En 79 j’ai accouché d’un petit garçon et j’ai dû subir une transfusion. J’aimerais donner mon sang lors des collectes de l’ESF mais impossible car j’ai été transfusée il y a prè de 40 ans et ce bien que n’ayant pas été contaminée.

C’est bien ce que vous faites en nous rappelant ce que l’on a tendance à oublier. Cette terrible mise à l’écart et stigmatisation d’êtres humains jeunes ou moins jeunes coupables de rien d.autre que le plaisir d’aimer quelle qu’en soit la nature.

Nanouche

karagar a dit…

La sexualité me terrorisait de toute façon, globalement, et présager que la mienne ne serait pas dans la "norme"était un facteur aggravant. Au début des années 80 j'étais tombé sur un article chez ma soeur où je séjournais, intitulé le "cancer gay" qui évoquait ce mal mystérieux sévissant dans le milieu homo américain.Cela devait être un article assez précoce car le caractère infectieux n'était pas évoqué clairement comme explication de sa fréquence dans un milieu donné. L'article pouvait donner à penser que les pratiques elles-même, pouvaient être à l'origine du mal. J'avais de surcroit une forte tendance à l'hypocondrie et cette lecture, à l'époque, avait éteint chez moi tout espoir d'avoir un jour une relation avec un homme. Peut-être m'a-t-il protégé?
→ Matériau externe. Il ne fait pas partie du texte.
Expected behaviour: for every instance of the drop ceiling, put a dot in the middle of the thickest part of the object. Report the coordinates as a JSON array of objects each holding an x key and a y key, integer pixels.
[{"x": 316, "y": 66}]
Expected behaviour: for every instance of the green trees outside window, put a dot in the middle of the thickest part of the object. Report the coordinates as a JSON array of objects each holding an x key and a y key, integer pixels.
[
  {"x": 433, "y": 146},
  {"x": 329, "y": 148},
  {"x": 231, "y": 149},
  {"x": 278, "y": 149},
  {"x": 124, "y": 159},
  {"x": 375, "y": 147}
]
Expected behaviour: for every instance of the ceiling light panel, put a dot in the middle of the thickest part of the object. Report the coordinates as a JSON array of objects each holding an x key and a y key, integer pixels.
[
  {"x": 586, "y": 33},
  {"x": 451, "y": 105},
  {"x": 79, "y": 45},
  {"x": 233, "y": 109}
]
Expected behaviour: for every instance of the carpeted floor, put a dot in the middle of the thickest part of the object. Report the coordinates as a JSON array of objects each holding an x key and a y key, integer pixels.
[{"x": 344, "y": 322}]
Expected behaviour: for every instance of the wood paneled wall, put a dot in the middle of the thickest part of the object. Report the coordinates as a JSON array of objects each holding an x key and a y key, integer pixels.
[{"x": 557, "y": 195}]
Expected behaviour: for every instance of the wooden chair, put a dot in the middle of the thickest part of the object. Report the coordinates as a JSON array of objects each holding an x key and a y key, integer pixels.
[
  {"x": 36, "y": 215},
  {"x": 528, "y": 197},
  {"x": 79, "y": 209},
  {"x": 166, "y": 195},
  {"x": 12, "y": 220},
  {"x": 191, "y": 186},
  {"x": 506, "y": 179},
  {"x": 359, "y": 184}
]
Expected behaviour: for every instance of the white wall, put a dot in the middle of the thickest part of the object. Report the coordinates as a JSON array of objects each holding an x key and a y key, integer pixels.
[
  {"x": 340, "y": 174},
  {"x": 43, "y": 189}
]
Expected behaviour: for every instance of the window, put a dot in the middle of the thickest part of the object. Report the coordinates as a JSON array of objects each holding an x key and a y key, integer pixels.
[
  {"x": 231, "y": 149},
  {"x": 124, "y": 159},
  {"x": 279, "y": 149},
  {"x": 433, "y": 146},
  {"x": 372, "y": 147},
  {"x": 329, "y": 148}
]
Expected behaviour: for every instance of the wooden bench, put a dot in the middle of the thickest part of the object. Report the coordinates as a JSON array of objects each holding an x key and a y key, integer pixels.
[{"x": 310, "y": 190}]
Il faut dire aussi que, étant plus jeune, nous étions un peu mieux informé à l'âge de passer à l'acte ! Cela n'empêcha pas les plus précoces de se faire avoir; tel mon meilleur ami d'enfance qui mourut à trente ans après avoir écrit le plus "beau" des livre sur le sida.

Calyste a dit…

A tous : je pense que vos commentaires, dont je vous remercie pour leur sincérité, ne demandent pas de réponses et se suffisent à eux-mêmes. Merci.

Cornus a dit…

Merci d'avoir écrit cela. Personnellement, le sida, la prof de biologie en avait parlé au collège (première moitié des années 1980), mais elle n'avait pas parlé comme étant spécialement une maladie masculine. Dans ma vie d'adolescent, cette maladie n'était pas dans ma vie ni dans mon entourage. Plus tard, j'ai entendu dire des saloperies sur les "sidaïques" comme certains les appelaient. J'ai même entendu mon père s'exprimer ainsi (même si fort peu, mais cela avait résonné énormément en moi), mais encore jeune, je n'en pensais pas grand-chose. Plus tard, j'ai lu beaucoup d'articles sur le sujet dans "Sciences & Vie"... et je me souviens, bien plus tard encore aussi, du fameux baiser de Clémentine Célarié que j'avais vu en direct (moi, j'étais déjà fort bien informé, mais je pense que cela avait été une révélation pour pas mal de monde). Mon père n'a jamais plus parlé de ces choses et je sais qu'il a évolué très positivement sur ce plan.
Je n'ai donc pas été très directement confronté au sida et aux malades. J'ai néanmoins vu un téléfilm il y a 7-8 ans il me semble sur les choses que tu évoques et j'avais été très choqué par la façon dont on abandonnait ces pauvres gens, car je ne savais pas à quel point cela pouvait être terrible.
Merci encore.

Calyste a dit…

Cornus : oui,j'avais oublié ce mot horrible de "sidaïque" forgé par un bas du front !

renepaulhenry a dit…

J'avais une fois fait le compte des morts que j'avais connus plus ou moins de loin et j'étais arrivé au chiffre de 17.
Il y a quelques années l'enterrement du dernier, Laurent, un gentil garçon qui n'avait jamais fait le moindre mal à personne...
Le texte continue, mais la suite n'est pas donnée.